Oh I do like to be beside the sea side… Wait… Why is this beach pink?
A fluorescent pink shoreline would probably come as quite a shock if you weren’t aware of project Cross Surfzone/Inner-shelf Dye Exchange (CSIDE), but such an eyesore will undoubtedly be making its way across Instagram soon. The Scripps Institution of Oceanography, alongside several other institutions, are coloring coasts in California and Mexico as part of a bold venture to study beach water pollution. The first dye was released last week and two more releases are scheduled in October.

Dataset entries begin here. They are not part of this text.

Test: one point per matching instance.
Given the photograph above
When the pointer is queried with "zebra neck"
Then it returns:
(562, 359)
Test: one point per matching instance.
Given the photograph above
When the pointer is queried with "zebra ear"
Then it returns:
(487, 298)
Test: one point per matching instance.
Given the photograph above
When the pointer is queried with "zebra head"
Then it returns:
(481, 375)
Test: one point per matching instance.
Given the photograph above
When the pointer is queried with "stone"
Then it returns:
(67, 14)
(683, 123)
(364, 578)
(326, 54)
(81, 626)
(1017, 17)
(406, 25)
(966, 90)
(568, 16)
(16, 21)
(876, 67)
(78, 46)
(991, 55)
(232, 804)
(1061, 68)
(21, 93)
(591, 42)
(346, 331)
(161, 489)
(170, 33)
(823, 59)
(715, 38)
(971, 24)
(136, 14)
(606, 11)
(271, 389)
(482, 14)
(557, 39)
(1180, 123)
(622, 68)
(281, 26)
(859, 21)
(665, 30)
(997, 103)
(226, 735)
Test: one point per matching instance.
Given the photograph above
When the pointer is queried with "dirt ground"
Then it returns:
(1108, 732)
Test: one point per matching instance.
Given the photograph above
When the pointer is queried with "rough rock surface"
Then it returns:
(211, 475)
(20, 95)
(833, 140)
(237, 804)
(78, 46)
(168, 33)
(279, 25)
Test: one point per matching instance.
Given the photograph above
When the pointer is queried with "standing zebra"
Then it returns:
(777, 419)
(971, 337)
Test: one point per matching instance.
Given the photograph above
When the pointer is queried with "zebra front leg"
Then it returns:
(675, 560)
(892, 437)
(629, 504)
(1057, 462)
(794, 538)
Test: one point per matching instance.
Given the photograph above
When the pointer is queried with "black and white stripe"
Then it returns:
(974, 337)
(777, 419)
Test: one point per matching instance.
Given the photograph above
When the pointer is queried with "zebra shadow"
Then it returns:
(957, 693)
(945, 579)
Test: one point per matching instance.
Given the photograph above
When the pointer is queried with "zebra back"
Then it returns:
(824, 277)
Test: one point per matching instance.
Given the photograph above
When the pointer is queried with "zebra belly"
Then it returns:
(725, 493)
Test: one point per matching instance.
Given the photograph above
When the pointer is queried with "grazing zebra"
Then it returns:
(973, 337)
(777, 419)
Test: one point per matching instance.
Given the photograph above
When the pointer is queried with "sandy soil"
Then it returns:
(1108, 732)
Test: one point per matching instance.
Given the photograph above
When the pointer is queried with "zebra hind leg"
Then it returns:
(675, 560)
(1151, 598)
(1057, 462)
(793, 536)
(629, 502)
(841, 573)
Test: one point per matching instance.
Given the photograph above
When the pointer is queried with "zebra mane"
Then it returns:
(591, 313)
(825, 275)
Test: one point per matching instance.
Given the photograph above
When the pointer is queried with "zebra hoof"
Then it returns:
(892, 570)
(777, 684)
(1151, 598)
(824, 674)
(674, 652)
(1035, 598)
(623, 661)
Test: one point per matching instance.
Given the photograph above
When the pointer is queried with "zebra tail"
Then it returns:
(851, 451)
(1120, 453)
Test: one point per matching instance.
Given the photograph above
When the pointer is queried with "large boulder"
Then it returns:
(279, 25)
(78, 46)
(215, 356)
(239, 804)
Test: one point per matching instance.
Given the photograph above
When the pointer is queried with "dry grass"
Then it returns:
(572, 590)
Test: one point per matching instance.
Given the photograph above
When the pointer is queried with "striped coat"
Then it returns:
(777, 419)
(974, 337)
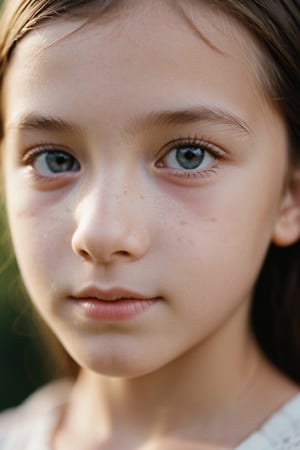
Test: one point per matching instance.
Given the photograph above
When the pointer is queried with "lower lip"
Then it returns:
(113, 310)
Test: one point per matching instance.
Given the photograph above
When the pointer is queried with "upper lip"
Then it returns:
(111, 294)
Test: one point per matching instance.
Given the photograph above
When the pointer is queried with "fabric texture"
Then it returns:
(30, 426)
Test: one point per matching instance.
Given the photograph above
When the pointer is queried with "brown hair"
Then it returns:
(275, 25)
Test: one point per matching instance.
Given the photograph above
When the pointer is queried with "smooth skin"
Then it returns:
(141, 155)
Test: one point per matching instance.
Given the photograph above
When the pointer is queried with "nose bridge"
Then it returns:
(108, 220)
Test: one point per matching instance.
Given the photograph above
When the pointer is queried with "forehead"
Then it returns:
(160, 54)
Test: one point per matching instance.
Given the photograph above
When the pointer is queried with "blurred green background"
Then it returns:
(23, 359)
(22, 368)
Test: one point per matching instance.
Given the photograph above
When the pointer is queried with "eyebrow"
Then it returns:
(168, 118)
(38, 122)
(194, 114)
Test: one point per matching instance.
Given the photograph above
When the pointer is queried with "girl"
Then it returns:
(150, 155)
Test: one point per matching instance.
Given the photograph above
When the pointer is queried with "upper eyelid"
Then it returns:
(39, 149)
(192, 141)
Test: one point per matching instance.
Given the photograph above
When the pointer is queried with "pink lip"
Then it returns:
(112, 304)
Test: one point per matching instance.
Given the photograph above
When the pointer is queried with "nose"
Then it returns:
(109, 229)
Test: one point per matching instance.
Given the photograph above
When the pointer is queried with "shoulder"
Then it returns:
(29, 425)
(280, 432)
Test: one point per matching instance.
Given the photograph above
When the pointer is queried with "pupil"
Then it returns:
(189, 157)
(59, 162)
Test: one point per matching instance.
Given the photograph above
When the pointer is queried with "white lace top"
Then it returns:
(30, 426)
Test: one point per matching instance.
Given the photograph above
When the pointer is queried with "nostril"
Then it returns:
(84, 254)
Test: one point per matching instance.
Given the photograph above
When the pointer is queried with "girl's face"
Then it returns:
(144, 167)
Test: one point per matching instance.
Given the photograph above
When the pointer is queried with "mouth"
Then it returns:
(112, 304)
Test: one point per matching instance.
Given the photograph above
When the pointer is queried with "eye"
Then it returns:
(52, 162)
(188, 156)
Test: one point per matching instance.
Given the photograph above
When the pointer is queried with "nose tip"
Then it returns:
(105, 237)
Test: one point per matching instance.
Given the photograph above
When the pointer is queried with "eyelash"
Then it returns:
(30, 157)
(194, 143)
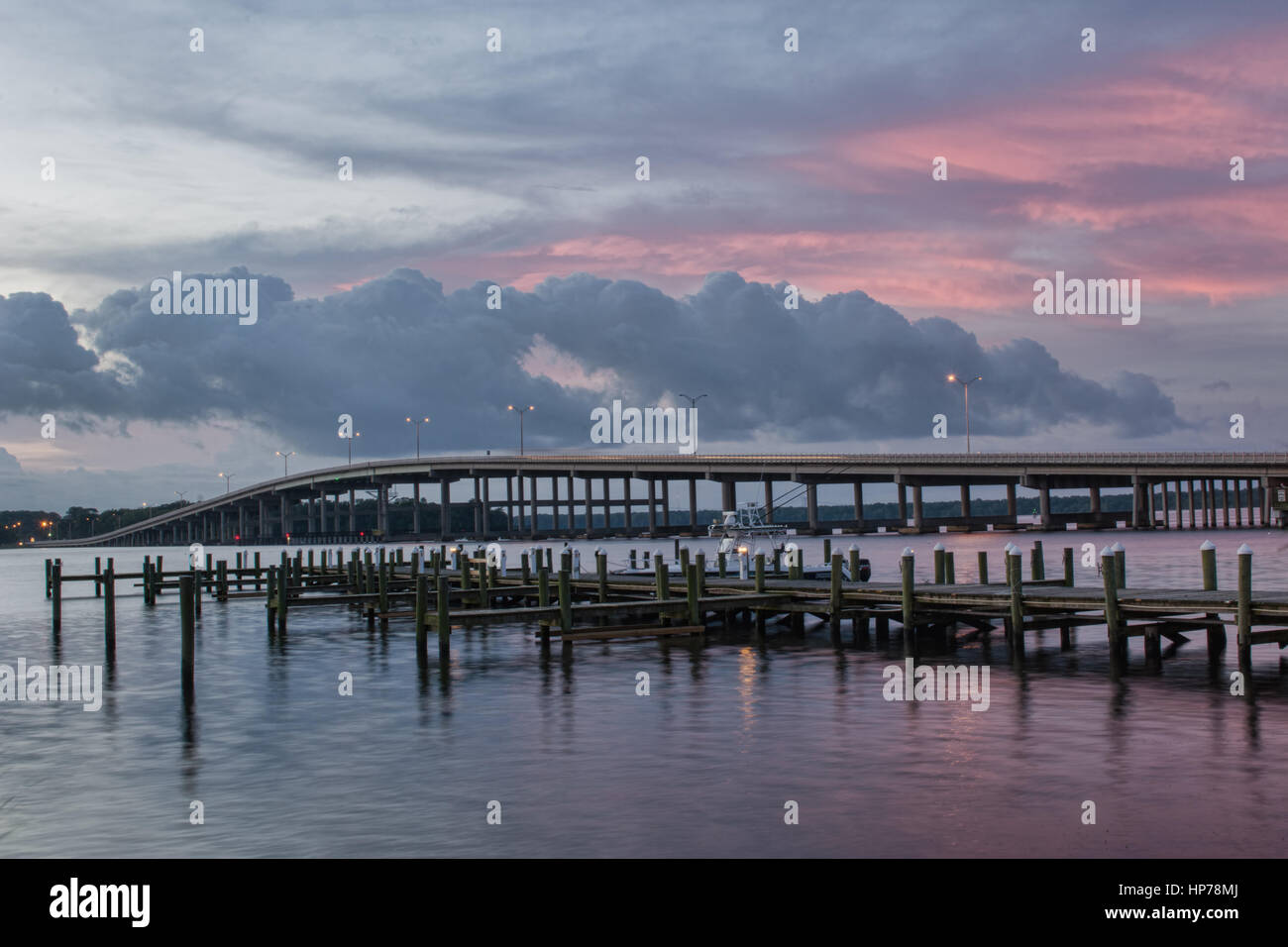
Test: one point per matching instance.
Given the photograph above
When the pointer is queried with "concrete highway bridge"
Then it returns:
(320, 505)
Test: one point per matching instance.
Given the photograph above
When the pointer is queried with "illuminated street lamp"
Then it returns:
(522, 412)
(352, 434)
(966, 384)
(417, 423)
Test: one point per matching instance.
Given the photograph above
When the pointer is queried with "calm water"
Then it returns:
(585, 767)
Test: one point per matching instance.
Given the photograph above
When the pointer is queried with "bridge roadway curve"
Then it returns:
(314, 496)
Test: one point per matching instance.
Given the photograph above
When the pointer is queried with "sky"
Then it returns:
(767, 169)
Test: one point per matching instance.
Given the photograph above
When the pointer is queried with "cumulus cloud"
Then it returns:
(845, 368)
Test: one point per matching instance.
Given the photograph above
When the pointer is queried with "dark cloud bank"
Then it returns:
(842, 368)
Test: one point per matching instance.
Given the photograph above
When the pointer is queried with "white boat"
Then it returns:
(745, 523)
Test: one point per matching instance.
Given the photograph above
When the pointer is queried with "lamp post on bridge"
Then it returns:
(966, 384)
(522, 412)
(417, 423)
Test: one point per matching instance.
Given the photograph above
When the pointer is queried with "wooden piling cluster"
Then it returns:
(460, 590)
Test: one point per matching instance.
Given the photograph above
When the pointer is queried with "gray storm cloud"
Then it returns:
(845, 368)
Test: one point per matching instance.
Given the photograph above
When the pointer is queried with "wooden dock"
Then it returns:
(450, 592)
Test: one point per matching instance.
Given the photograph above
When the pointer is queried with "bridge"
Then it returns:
(510, 492)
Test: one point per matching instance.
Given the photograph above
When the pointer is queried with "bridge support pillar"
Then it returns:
(627, 506)
(572, 514)
(445, 509)
(532, 508)
(606, 504)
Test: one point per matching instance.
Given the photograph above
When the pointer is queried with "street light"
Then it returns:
(966, 385)
(522, 412)
(412, 420)
(694, 402)
(353, 434)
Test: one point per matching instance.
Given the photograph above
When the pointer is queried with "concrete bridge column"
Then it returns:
(445, 509)
(572, 517)
(519, 501)
(532, 523)
(554, 502)
(626, 504)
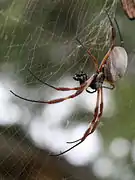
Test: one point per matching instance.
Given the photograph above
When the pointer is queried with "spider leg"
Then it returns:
(93, 121)
(89, 53)
(51, 101)
(99, 115)
(56, 88)
(85, 86)
(96, 118)
(90, 91)
(61, 153)
(113, 38)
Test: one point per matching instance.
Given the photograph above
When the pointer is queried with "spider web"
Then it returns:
(41, 36)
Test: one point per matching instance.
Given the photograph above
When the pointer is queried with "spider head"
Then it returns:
(81, 77)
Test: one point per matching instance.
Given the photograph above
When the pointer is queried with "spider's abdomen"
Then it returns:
(116, 65)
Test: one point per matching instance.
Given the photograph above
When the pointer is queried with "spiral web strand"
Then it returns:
(40, 36)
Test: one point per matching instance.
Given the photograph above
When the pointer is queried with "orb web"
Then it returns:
(41, 36)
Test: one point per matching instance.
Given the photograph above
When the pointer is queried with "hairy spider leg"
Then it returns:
(92, 127)
(78, 92)
(93, 122)
(56, 88)
(113, 38)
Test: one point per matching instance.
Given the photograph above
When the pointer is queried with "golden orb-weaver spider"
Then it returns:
(111, 68)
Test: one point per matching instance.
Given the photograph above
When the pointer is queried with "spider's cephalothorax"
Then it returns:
(97, 82)
(81, 77)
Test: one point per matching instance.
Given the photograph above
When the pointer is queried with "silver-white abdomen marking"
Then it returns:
(116, 64)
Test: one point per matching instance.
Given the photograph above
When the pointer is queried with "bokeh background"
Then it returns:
(40, 36)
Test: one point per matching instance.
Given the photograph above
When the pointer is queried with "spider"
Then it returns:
(112, 67)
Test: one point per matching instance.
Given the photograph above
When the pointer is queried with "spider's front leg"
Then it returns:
(53, 101)
(96, 119)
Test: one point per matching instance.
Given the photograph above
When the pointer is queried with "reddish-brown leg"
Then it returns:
(113, 38)
(89, 130)
(56, 88)
(85, 86)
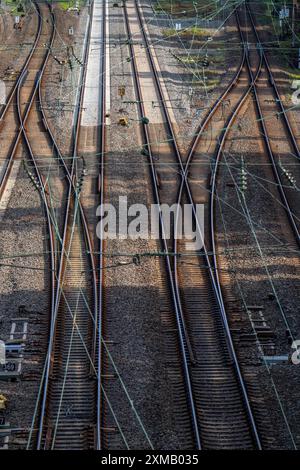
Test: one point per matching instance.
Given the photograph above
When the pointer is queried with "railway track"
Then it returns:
(210, 366)
(280, 141)
(66, 411)
(9, 119)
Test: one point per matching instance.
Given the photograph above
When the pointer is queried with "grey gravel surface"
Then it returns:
(133, 293)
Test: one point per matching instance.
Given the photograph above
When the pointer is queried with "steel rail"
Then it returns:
(214, 281)
(71, 192)
(183, 340)
(266, 138)
(10, 159)
(24, 67)
(101, 180)
(273, 84)
(187, 166)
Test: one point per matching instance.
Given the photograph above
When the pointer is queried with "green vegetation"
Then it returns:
(185, 7)
(189, 33)
(65, 5)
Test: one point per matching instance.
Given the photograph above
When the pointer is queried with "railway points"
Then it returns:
(121, 334)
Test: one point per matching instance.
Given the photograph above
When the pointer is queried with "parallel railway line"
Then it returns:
(194, 330)
(215, 405)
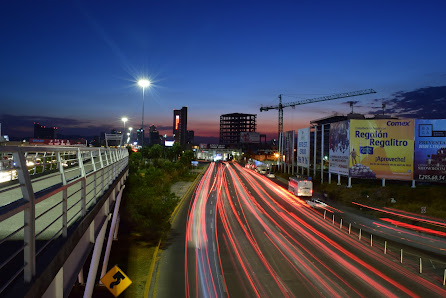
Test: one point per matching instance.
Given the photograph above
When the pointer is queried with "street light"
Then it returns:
(129, 134)
(143, 83)
(124, 119)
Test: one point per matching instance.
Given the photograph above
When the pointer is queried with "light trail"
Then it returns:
(271, 243)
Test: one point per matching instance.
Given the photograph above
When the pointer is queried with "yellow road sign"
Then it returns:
(116, 281)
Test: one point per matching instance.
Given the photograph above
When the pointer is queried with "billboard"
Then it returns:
(303, 147)
(56, 142)
(249, 137)
(430, 150)
(382, 148)
(339, 148)
(288, 148)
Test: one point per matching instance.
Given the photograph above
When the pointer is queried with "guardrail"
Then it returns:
(43, 192)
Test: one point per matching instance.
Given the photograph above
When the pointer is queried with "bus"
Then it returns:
(301, 187)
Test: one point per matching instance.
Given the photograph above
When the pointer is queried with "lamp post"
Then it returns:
(124, 119)
(129, 134)
(143, 83)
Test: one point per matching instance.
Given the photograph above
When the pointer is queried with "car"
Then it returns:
(315, 203)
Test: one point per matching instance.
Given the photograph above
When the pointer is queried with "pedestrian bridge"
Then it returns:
(55, 206)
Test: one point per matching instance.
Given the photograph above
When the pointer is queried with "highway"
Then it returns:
(248, 237)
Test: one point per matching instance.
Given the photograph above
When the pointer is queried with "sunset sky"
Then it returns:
(74, 64)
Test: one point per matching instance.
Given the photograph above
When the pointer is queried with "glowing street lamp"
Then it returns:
(143, 83)
(129, 134)
(124, 119)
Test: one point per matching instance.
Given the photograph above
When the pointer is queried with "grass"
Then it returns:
(371, 192)
(133, 253)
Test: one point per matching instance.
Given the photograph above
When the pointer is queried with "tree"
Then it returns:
(156, 151)
(177, 149)
(187, 157)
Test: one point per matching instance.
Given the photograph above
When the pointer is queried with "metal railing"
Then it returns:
(44, 191)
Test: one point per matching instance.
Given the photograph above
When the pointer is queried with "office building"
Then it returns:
(154, 136)
(180, 126)
(231, 125)
(43, 132)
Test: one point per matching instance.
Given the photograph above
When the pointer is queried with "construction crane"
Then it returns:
(281, 106)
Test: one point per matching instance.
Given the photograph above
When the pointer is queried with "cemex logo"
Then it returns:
(398, 123)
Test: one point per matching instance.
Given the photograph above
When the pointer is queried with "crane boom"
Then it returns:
(280, 106)
(323, 98)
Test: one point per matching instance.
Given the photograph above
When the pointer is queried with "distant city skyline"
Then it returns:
(75, 64)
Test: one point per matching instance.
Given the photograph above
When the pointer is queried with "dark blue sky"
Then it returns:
(74, 64)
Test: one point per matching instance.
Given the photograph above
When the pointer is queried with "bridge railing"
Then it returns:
(43, 192)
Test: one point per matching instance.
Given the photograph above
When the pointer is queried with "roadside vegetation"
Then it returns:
(146, 208)
(370, 192)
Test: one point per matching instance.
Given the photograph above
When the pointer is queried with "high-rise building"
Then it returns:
(140, 136)
(43, 132)
(154, 136)
(190, 138)
(180, 126)
(231, 125)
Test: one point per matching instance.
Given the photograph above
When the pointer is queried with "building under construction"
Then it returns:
(231, 125)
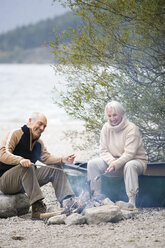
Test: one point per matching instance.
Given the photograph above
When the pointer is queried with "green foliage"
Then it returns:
(36, 35)
(117, 54)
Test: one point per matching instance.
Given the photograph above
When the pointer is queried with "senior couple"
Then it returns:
(121, 153)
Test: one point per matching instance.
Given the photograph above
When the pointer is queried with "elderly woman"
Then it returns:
(121, 154)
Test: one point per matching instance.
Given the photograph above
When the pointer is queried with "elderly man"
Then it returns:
(121, 154)
(19, 152)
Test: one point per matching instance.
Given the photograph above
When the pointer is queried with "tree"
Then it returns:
(117, 54)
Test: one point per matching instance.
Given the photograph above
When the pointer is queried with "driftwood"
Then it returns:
(48, 215)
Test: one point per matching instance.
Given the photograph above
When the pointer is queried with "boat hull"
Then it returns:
(151, 186)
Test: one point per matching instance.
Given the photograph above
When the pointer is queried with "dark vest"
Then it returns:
(23, 149)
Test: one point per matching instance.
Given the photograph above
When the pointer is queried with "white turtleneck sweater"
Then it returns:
(122, 143)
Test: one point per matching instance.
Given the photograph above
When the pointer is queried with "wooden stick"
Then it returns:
(48, 215)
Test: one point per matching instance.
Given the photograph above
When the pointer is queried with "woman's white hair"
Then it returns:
(34, 115)
(116, 106)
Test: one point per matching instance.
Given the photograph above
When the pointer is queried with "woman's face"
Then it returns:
(113, 117)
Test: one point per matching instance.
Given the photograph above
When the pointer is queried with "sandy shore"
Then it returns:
(146, 229)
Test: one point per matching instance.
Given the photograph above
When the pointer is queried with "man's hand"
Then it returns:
(69, 159)
(26, 163)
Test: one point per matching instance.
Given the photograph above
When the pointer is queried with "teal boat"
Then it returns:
(151, 185)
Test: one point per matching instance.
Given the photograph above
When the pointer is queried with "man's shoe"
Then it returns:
(70, 203)
(38, 208)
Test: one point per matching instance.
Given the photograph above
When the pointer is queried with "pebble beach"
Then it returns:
(145, 229)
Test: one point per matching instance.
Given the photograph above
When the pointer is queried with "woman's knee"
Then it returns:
(133, 165)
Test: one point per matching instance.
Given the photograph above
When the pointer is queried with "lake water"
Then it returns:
(25, 88)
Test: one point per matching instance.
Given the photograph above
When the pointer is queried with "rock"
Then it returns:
(128, 214)
(58, 219)
(13, 205)
(75, 219)
(107, 201)
(105, 213)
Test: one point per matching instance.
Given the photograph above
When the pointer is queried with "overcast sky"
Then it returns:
(16, 13)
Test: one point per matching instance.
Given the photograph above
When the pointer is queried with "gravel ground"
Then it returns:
(146, 229)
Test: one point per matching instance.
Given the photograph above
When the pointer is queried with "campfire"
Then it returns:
(82, 202)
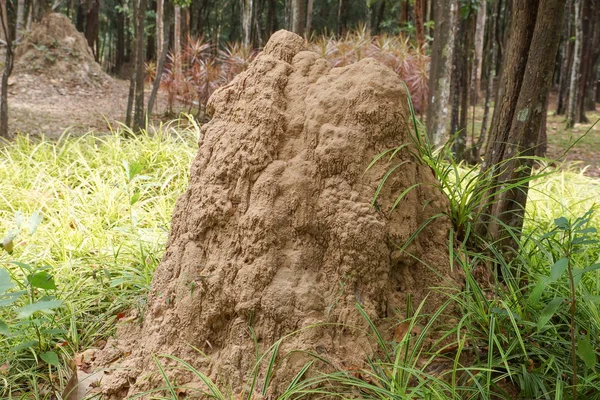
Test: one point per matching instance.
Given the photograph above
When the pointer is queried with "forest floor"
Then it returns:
(50, 108)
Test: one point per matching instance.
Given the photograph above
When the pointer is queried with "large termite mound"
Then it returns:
(55, 52)
(277, 232)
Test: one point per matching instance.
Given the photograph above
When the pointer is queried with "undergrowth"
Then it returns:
(86, 219)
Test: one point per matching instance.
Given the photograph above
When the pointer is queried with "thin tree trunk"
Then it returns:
(478, 57)
(20, 18)
(491, 74)
(160, 5)
(160, 68)
(309, 10)
(177, 32)
(586, 61)
(8, 67)
(526, 82)
(575, 69)
(298, 16)
(441, 70)
(246, 14)
(566, 61)
(139, 117)
(419, 23)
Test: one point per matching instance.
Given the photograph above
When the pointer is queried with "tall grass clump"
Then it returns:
(85, 220)
(201, 67)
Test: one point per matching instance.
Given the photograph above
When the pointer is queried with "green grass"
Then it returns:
(106, 203)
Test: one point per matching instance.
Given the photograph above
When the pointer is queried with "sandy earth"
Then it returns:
(47, 108)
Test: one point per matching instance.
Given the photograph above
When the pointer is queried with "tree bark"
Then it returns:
(8, 67)
(139, 117)
(419, 23)
(160, 5)
(177, 32)
(478, 55)
(298, 16)
(575, 69)
(526, 81)
(586, 61)
(309, 11)
(20, 19)
(441, 70)
(246, 14)
(566, 62)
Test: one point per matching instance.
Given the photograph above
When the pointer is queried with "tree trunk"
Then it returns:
(526, 81)
(246, 14)
(575, 69)
(160, 67)
(298, 16)
(566, 62)
(139, 120)
(159, 26)
(419, 23)
(92, 27)
(478, 56)
(272, 24)
(491, 76)
(586, 61)
(309, 11)
(20, 19)
(8, 67)
(177, 32)
(441, 70)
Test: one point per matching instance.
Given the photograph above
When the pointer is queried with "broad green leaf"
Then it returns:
(549, 311)
(558, 268)
(538, 290)
(4, 328)
(34, 221)
(561, 223)
(50, 357)
(42, 280)
(40, 306)
(591, 268)
(586, 352)
(23, 346)
(5, 281)
(593, 299)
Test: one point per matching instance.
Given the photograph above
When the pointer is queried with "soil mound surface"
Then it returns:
(277, 233)
(55, 52)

Now, dyeing the ocean pink to study contamination may sound somewhat counterintuitive. But there is method behind the madness. Of course, the stain researchers are using is non-toxic, and it will provide scientists the unique opportunity to track its migration along the shore. Following each of the three releases, two in California and one in Mexico, the team will stalk the garish water for 36 hours as it flows some 10-20 kilometers (6-12.5 miles), using equipment on board boats, Jet Skis and planes. In doing so, they hope to learn how pollution and other contaminants of the ocean travel and dissipate along coastlines.
Since our coasts are such valuable assets, providing habitats, food and recreational opportunities, such information is vital for their management. If we are able to predict how quickly a contaminant will disperse, for example following heavy rains that can flood shores with pollutants, then officials can make decisions regarding beach closures in order to prevent human exposure.
“The U.S. population is concentrated at the coasts. Despite the importance of clean coastal waters to our economy and well-being, declining water quality from pollutants, such as sewage, entering the ocean threatens coastal ecosystems and human health,” CSIDE project leader Falk Feddersen said in a statement. “By tracking dye released both north and south of the corner, we can understand the rate of pollutant transport along the coast, how it dilutes, and learn how to develop accurate models for when it will be okay or not okay to go in the ocean – similar to weather models.”